However, it's been confirmed that 2 out the 3 new pairs of the Eastern route (which were being setup) are now usable. We are working with our providers in order to get a full connection as quickly as possible: the only cross-connect linking OVH to our provider (in Montreal) is currently missing.

Date: 2015-11-02 18:48:54 UTC
Our teams are dispatched and are evaluating the damage. We'll have a concrete ETA within the next hour.

Date: 2015-11-02 18:38:30 UTC
The cut would fall within the tunnel near the power plant.

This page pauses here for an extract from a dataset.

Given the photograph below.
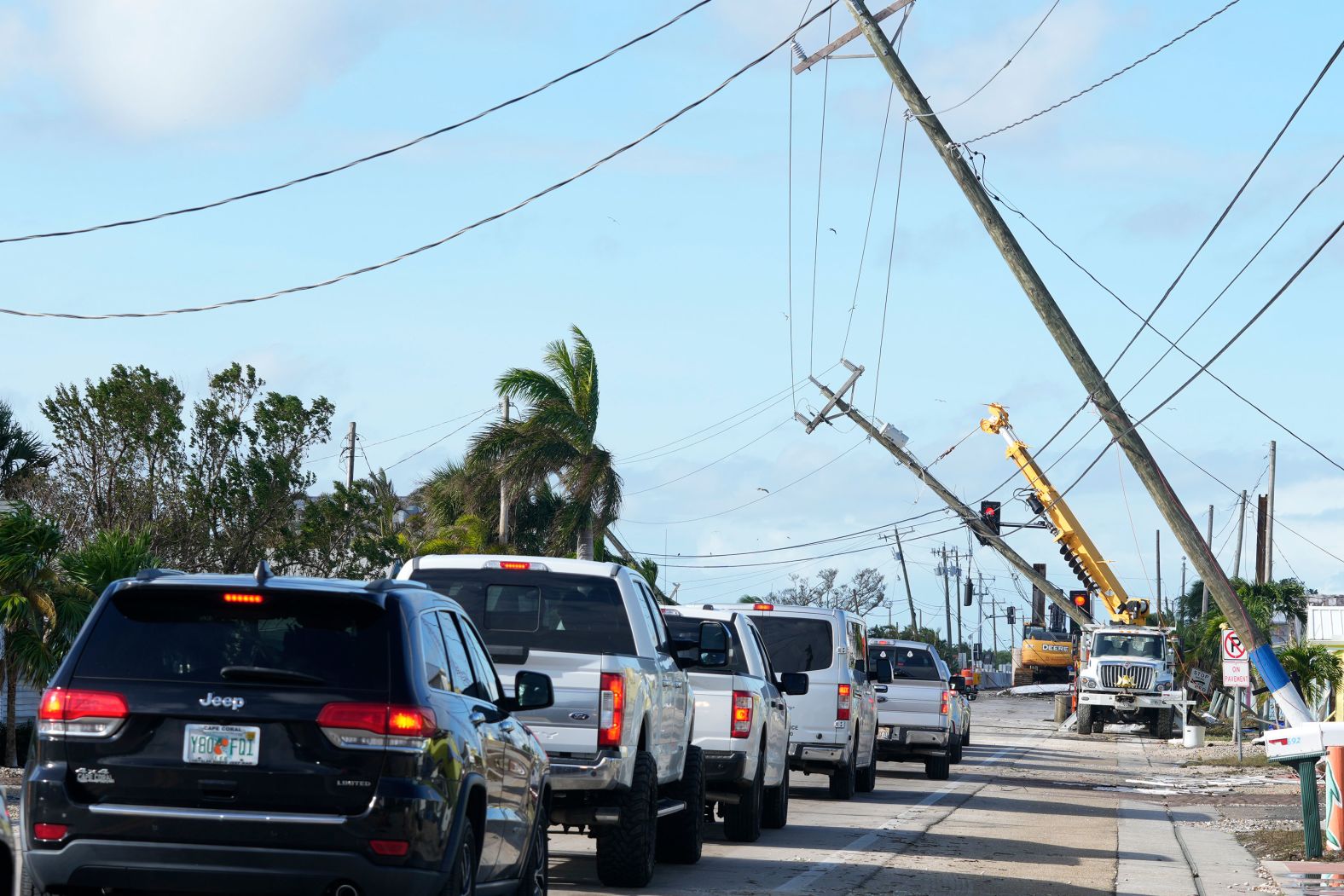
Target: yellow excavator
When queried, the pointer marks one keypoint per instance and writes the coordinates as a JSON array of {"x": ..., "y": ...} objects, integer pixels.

Our supplier will send a team on site to repair.

Date: 2015-11-02 17:58:23 UTC
The cut is located 108 km from Montreal (fiber that passes through the north of the lake), our technicians follow the path from BHS to find the cause of the fault (probably a fiber cut at approx. 9km from the datacentre).

Date: 2015-11-02 17:57:42 UTC
The delivery of additional network was planned for the coming days, we are doing everything we can to speed the process and mount these links quickly.

In parallel, we are in contact with our suppliers to find the cause of the failure.

Date: 2015-11-02 17:16:46 UTC
Montreal <> Beauharnois down (6x10G)
Posted Nov 02, 2015 - 17:16 UTC